Alternatively, you could type in

sed -e 's/^\(.*{it}[0-9]*{endit}\)/TY  - JOUR@@\1/' source1.txt > source2.txt

to find every line that contains {it}[some number]{endit} which, in my source, is the best indicator that I’m dealing with a journal.  The same caveats apply – you’ll get both false positives and false negatives.

Anyway, keep doing what seems best given your source, and fix up the inevitable mistakes by hand until each line starts with TY  – something.  If you want to give up and just assume that everything that isn’t already assigned as something must be a journal then try

sed -e 's/^\([^(TY  - )].*$\)/TY  - JOUR@@\1/' source2.txt > source3.txt

I now have source looking like:

TY  - BOOK@@Bamford, C. H.; Tipper, C. F. H. {it}Comprehensive Chemical Kinetics{endit}; Elsevier: New York, {b}1977{endb}. 
ER  -
TY  - JOUR@@House, D. A.{it}Chem.

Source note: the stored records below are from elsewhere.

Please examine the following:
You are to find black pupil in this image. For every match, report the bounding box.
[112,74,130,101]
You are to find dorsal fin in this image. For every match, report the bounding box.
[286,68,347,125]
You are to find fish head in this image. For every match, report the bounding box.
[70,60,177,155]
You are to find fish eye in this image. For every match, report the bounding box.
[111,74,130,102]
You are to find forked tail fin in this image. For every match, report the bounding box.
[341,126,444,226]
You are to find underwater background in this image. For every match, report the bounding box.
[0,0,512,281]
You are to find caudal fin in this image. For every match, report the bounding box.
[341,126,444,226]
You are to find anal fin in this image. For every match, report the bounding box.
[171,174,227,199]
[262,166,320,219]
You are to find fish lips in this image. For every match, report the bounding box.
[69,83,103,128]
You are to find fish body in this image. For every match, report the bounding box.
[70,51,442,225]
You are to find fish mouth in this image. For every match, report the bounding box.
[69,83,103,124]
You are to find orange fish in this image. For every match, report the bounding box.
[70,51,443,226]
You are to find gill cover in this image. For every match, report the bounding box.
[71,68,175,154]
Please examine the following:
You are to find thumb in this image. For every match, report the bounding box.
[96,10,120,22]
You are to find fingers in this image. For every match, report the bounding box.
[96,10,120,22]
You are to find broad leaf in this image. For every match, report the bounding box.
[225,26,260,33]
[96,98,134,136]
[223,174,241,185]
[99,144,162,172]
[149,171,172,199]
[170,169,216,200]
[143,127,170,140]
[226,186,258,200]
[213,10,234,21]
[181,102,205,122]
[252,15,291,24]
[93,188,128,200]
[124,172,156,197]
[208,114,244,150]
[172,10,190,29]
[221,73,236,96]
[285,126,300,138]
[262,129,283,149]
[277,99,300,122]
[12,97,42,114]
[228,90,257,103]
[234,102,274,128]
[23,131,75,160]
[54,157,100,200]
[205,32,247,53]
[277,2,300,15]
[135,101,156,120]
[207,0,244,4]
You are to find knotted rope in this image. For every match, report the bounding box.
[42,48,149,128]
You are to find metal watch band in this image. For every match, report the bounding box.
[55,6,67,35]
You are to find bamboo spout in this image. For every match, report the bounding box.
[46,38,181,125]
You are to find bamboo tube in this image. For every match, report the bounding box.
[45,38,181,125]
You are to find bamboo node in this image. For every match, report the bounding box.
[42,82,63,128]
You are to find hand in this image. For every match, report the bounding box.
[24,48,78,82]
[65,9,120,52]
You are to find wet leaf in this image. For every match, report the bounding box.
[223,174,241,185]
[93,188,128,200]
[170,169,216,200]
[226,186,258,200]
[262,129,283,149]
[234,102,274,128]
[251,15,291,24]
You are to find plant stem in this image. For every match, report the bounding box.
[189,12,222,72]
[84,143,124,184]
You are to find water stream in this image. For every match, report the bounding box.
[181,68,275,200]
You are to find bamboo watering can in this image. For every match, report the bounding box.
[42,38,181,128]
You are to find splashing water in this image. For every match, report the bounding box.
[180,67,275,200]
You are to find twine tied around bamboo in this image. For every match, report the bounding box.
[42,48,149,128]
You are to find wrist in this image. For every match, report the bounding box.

Rev.{endit} {b}1962{endb}, {it}62{endit}, 185
ER  -

7. Now we keep playing with patterns.  (You may be able to do large chunks of this with regular find/replace, but for illustrative purposes I’ll keep using Terminal.)

For example, in my source the authors are nicely set off: they come after “@@” and before the first “{it}” (or “in {it}”), and if there’s more than one of them they’re separated by “;”.  So a few commands:

sed -e 's/@@\(.* in {it}\)/@@A1  - \1/' source3.txt > source4.txt
sed -e 's/@@\(.* {it}\)/@@A1  - \1/' source3.txt > source4.txt
sed -e 's/;\(.*;\)/@@A1  - \1/' source5.txt > source6.txt (This one I had to repeat a few times depending how many authors could be cited in one reference; there's supposed to be a way to do it globally but my unix fu is not strong.)
sed -e 's/;\(.*{it}\)/@@A1  - \1/' source8.txt > source9.txt

Journal titles:

sed -e 's/^\(TY  - JOUR.*\)\({it}.*{endit} {b}\)/\1@@JO  - \2/' source9.txt > source10.txt

Years:

sed -e 's/\({b}[0-9]*{endb}\)/@@Y1  - \1/' source10.txt > source11.txt

And so forth.  You pretty soon start to see why the first suggestion on most lists of ways to convert plaintext citations into RIS format is always “Just type it in / search for it again by hand”.  The method above is really only suitable if you’ve got literally hundreds of citations. (I have 639, plus or minus.)

8. Eventually you’ll be at a point where you can do a simple find/replace to change @@ to a new line and nuke all the {it} and so forth.  This will be a great relief.

9. Rename your final saved file from source12.txt to source12.ris and open with Endnote.

10. Bonus material:  if this was a bibliography to a paper using numbered citations in order using eg [1], then in that paper you can do a find/replace on [ -> { and ] -> }, then tell the Endnote plugin to format citations, and voila, the best magic ever.  (If the paper uses author/date citations then you’ll have to link them by hand, sorry.)